New graduate's overseas teaching puts an unexpected twist in her career path
When she took off for New Zealand, the two-month teaching experience was just that: Some added experience that Alicia Burgum could take with her to a new job this winter after her graduation.
What Burgum didn't expect, though, was how deeply the experience would move her—and how it would profoundly change her professional career. Now, Burgum, who just graduated from the University of Georgia College of Education with a bachelor's degree in early childhood education, is prepping the paperwork to go back and work at a New Zealand school full time.
"I definitely will miss my family—they're like four plane rides away," said the Suwanee native. "But I have people there who will help me, and I have a decent amount of support there. Not everyone who goes abroad gets a job—I am very lucky."
Burgum picked New Zealand as a destination because of its unique educational system, as well as the connection UGA provided. The country is one of more than a dozen offered as part of the teaching experiences for College of Education students; New Zealand is one option offered through the Consortium for Overseas Student Teaching.
For her final semester, Burgum elected to spend part of it teaching locally, in a school in Clarke County, then shifted gears and spent two months of the semester in a New Zealand elementary school. In Clarke County, she gained experience working with one-to-one technology in classrooms; when she arrived at her New Zealand school, she suddenly realized what an asset that was.
"I knew a lot of things to do with technology in the classroom that are still emerging there, and that helped me get the job because the school where I was hired is very technology based," she said. As it happens, the ESOL endorsement she received along with her degree also gave her an edge. "They are very culturally responsive in New Zealand; I had students who spoke Afrikaans, Chinese, Spanish—they were from all over the world," she added.
Burgum didn't start college planning to be a teacher. Originally enrolled at Georgia Institute of Technology, she was studying industrial design but often found herself enjoying helping her fellow students instead of designing. She transferred to UGA's teacher prep program and has found a way to blend her aptitude for technology with working with kids—something she always wanted to do.
In New Zealand, Burgum will be working at a technology-focused elementary school. It's equipped with gadgets such as a 3-D printer and dedicated media spaces, as well as outdoor areas and an open flow to the building. In New Zealand teachers typically teach to small groups rotating throughout the day, but they are also responsible for teaching subjects such as physical education or art. Time outside is also a priority.

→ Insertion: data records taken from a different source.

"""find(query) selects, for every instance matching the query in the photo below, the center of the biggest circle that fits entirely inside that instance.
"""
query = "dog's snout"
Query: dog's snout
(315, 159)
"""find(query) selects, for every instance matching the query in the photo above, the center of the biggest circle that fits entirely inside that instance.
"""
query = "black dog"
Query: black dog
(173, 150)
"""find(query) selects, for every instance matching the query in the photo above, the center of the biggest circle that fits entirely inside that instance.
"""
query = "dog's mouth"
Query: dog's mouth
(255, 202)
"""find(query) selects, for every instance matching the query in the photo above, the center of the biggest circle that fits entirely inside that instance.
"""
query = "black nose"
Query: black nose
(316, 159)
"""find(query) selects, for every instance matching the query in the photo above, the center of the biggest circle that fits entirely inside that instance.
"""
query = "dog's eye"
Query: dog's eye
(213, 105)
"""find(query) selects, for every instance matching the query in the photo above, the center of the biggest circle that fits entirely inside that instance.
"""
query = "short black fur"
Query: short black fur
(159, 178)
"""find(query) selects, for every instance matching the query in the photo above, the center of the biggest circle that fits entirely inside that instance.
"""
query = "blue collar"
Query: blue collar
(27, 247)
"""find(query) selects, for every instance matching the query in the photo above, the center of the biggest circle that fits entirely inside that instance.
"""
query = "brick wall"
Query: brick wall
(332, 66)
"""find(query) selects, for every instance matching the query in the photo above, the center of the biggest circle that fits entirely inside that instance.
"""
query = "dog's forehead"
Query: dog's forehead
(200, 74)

"Schools are very different in New Zealand. They have a nationwide curriculum but the standards are very broad," she said. "Pretty much how someone describes how the educational system should be is how it is there."
While she went for the experience and is now returning for the job, Burgum knows her time there is limited. She plans to work in the country on a temporary visa, giving her one year in the country (with the possibility of a one-year extension). Leaving UGA is bittersweet, she said, but knowing she has a new adventure waiting halfway around the world makes graduation and the move a lot easier to swallow.
And when she returns to the states, it's a unique experience that adds to her teaching repertoire.
"When you go abroad, you get a whole new look. Being able to see new teaching practices—good or bad—always strengthens you as a teacher," she said. "The more things you take in as a teacher will better you as a teacher. So being able to go to a different country, it opened my eyes to so many ways it benefits children."
Burgum recommends teaching abroad to any student considering it as a career. You experience the country in a new way, by seeing it through the eyes of the people who live there, and you gain the perspective of a different educational system.
"If you can, it's definitely worthwhile. I learned so much in the two months I was there," said Burgum. "So when I return, I hope to find a school that will allow me to apply what I learned in New Zealand."